Faecal incontinence and evacuation disorders are common, impair quality of life and incur substantial economic costs worldwide. As symptoms alone are poor predictors of underlying pathophysiology and ...aetiology, diagnostic tests of anorectal function could facilitate patient management in those cases that are refractory to conservative therapies.
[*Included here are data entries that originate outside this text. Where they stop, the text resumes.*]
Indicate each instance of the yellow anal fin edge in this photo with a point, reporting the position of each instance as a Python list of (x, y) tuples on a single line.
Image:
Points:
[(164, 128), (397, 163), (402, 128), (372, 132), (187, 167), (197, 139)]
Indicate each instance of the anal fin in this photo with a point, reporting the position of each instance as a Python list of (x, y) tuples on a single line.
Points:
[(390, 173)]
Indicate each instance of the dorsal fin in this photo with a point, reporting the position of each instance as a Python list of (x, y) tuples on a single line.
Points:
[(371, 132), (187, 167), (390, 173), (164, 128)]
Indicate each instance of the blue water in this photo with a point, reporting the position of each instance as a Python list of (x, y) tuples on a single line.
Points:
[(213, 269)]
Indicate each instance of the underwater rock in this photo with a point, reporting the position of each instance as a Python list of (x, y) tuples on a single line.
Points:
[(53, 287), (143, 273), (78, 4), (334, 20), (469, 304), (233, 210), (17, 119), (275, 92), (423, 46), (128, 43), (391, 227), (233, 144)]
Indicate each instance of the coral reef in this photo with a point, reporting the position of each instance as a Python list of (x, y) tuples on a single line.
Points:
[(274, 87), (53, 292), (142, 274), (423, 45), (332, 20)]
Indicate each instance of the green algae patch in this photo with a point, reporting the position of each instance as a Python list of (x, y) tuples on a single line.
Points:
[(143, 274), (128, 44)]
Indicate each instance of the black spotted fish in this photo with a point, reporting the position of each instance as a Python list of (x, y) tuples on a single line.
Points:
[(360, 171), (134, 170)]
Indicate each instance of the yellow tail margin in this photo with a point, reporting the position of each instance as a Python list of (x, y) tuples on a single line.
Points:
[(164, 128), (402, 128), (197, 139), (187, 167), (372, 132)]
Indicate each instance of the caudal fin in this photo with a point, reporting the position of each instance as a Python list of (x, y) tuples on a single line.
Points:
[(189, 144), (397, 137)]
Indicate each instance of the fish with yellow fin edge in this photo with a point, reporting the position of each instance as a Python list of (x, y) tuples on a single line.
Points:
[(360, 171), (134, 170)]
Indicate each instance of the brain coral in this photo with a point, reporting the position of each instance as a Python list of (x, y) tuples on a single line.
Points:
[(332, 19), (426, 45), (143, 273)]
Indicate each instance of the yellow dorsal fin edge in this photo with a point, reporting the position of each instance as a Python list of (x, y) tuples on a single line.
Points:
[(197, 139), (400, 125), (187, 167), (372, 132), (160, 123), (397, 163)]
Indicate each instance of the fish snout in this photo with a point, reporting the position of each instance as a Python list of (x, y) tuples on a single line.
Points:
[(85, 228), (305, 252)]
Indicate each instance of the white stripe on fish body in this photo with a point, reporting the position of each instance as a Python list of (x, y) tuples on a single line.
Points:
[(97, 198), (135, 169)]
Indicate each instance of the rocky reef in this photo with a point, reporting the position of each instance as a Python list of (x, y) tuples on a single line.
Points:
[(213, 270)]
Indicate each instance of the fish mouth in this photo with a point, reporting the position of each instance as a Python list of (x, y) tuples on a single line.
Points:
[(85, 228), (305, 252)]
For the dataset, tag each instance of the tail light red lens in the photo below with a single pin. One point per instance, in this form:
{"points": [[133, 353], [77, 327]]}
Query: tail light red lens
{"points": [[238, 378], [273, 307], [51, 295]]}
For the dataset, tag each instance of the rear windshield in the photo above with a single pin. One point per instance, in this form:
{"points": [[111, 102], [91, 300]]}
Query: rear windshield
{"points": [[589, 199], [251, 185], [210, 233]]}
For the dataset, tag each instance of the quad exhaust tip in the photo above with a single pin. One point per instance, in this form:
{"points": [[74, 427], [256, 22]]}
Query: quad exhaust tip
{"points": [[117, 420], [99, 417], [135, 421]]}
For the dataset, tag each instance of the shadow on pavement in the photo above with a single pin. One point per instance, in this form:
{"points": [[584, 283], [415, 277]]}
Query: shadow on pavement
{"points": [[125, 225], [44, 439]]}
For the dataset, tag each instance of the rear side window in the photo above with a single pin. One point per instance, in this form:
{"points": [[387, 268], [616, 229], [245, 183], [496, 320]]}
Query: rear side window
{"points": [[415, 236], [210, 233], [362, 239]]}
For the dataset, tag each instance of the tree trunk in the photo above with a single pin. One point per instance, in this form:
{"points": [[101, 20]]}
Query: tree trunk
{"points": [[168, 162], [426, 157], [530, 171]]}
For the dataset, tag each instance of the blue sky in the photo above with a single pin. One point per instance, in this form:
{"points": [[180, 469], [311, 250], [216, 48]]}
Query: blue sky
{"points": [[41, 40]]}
In the past decade, several major technological advances have improved our understanding of anorectal structure, coordination and sensorimotor function. This Consensus Statement provides the reader with an appraisal of the current indications, study performance characteristics, clinical utility, strengths and limitations of the most widely available tests of anorectal structure (ultrasonography and MRI) and function (anorectal manometry, neurophysiological investigations, rectal distension techniques and tests of evacuation, including defecography). Additionally, this article provides our consensus on the clinical relevance of these tests.